Multiple file input

You have already seen control structures like BEGIN, END and next. This chapter will discuss control structures that are useful to make decisions around each file when there are multiple files passed as input.

BEGINFILE, ENDFILE and FILENAME

  • BEGINFILE — this block gets executed before start of each input file
  • ENDFILE — this block gets executed after processing each input file
  • FILENAME — special variable having file name of current input file
$ awk 'BEGINFILE{print "--- " FILENAME " ---"} 1' greeting.txt table.txt
--- greeting.txt ---
Hi there
Have a nice day
Good bye
--- table.txt ---
brown bread mat hair 42
blue cake mug shirt -7
yellow banana window shoes 3.14

$ # same as: tail -q -n1 greeting.txt table.txt
$ awk 'ENDFILE{print $0}' greeting.txt table.txt
Good bye
yellow banana window shoes 3.14

nextfile

nextfile will skip remaining records from the current file being processed and move on to the next file.

$ # print filename if it contains 'I' anywhere in the file
$ # same as: grep -l 'I' f[1-3].txt greeting.txt
$ awk '/I/{print FILENAME; nextfile}' f[1-3].txt greeting.txt
f1.txt
f2.txt

$ # print filename if it contains both 'o' and 'at' anywhere in the file
$ awk 'BEGINFILE{m1=m2=0} /o/{m1=1} /at/{m2=1}
       m1 && m2{print FILENAME; nextfile}' f[1-3].txt greeting.txt
f2.txt
f3.txt

$ # print filename if it contains 'at' but not 'o'
$ awk 'BEGINFILE{m1=m2=0} /o/{m1=1; nextfile} /at/{m2=1}
       ENDFILE{if(!m1 && m2) print FILENAME}' f[1-3].txt greeting.txt
f1.txt

warning nextfile cannot be used in BEGIN or END or ENDFILE blocks. See gawk manual: nextfile for more details, how it affects ENDFILE and other special cases.

ARGC and ARGV

The ARGC special variable contains total number of arguments passed to the awk command, including awk itself as an argument. The ARGV special array contains the arguments themselves.

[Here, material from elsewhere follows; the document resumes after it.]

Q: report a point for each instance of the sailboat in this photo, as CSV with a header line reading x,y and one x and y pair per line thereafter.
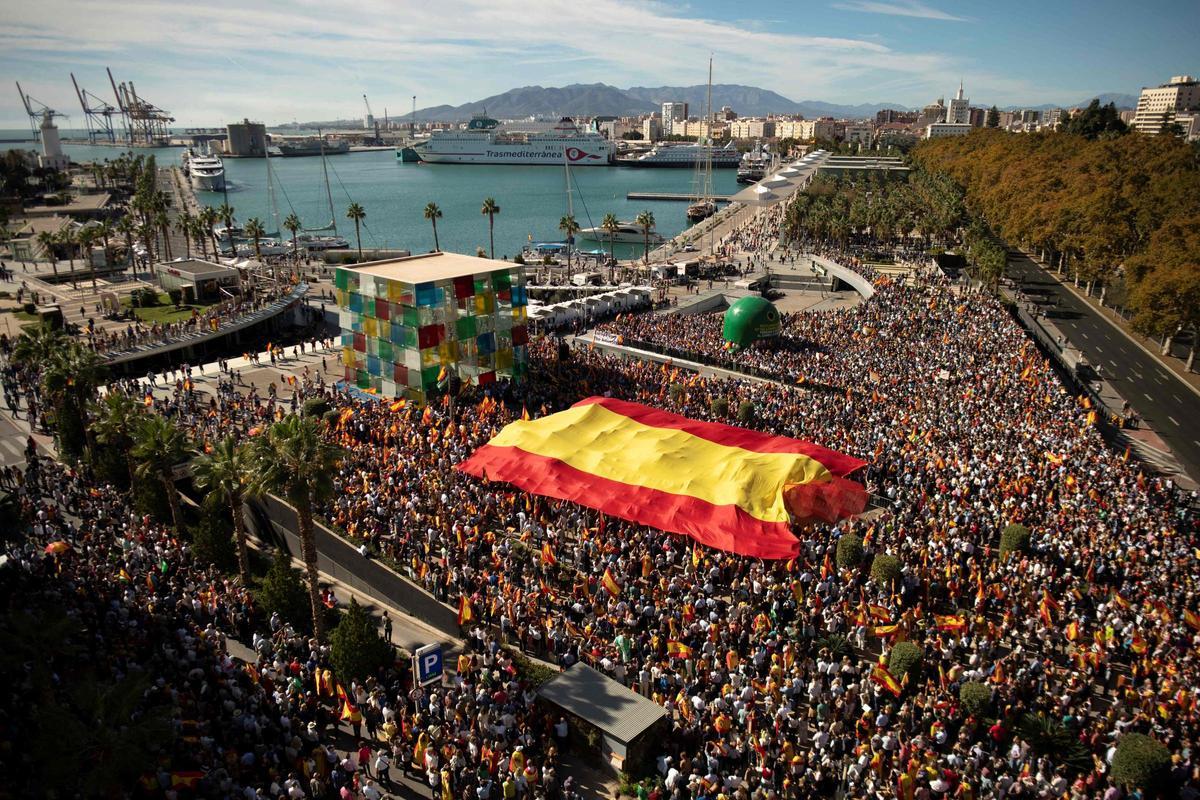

$ # note that index starts with '0' here
$ awk 'BEGIN{for(i=0; i<ARGC; i++) print ARGV[i]}' f[1-3].txt greeting.txt
awk
f1.txt
f2.txt
f3.txt
greeting.txt

Similar to manipulating NF and modifying $N field contents, you can change the values of ARGC and ARGV to control how the arguments should be processed.

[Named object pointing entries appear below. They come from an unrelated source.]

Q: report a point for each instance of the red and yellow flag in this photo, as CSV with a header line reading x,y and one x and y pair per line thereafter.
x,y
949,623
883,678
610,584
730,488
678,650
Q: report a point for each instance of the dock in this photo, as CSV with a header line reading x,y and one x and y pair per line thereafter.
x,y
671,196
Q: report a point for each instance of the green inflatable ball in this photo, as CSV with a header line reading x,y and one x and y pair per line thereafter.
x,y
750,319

However, not all arguments are necessarily filenames. awk allows assigning variable values without -v option if it is done in the place where you usually provide file arguments. For example:

$ awk 'BEGIN{for(i=0; i<ARGC; i++) print ARGV[i]}' table.txt n=5 greeting.txt
awk
table.txt
n=5
greeting.txt

In the above example, the variable n will get a value of 5 after awk has finished processing table.txt file. Here's an example where FS is changed between two files.

$ cat table.txt
brown bread mat hair 42
blue cake mug shirt -7
yellow banana window shoes 3.14
$ cat books.csv
Harry Potter,Mistborn,To Kill a Mocking Bird
Matilda,Castle Hangnail,Jane Eyre

$ # for table.txt, FS will be default value
$ # for books.csv, FS will be comma character
$ # OFS is comma for both files
$ awk -v OFS=, 'NF=2' table.txt FS=, books.csv
brown,bread
blue,cake
yellow,banana
Harry Potter,Mistborn
Matilda,Castle Hangnail

info See stackoverflow: extract positions 2-7 from a fasta sequence for a practical example of changing field/record separators between the files being processed.

Summary

This chapter introduced few more special blocks and variables are that handy for processing multiple file inputs. These will show up in examples in coming chapters as well.

Next chapter will discuss use cases where you need to take decisions based on multiple input records.

Exercises

a) Print the last field of first two lines for the input files table.txt, scores.csv and fw.txt. The field separators for these files are space, comma and fixed width respectively. To make the output more informative, print filenames and a separator as shown in the output below. Assume input files will have at least two lines.

$ awk ##### add your solution here
>table.txt<
42
-7
----------
>scores.csv<
Chemistry
99
----------
>fw.txt<
0.134563
6
----------

b) For the given list of input files, display all filenames that contain at or fun in the third field. Assume space as the field separator.

$ awk ##### add your solution here sample.txt secrets.txt addr.txt table.txt
secrets.txt
addr.txt
table.txt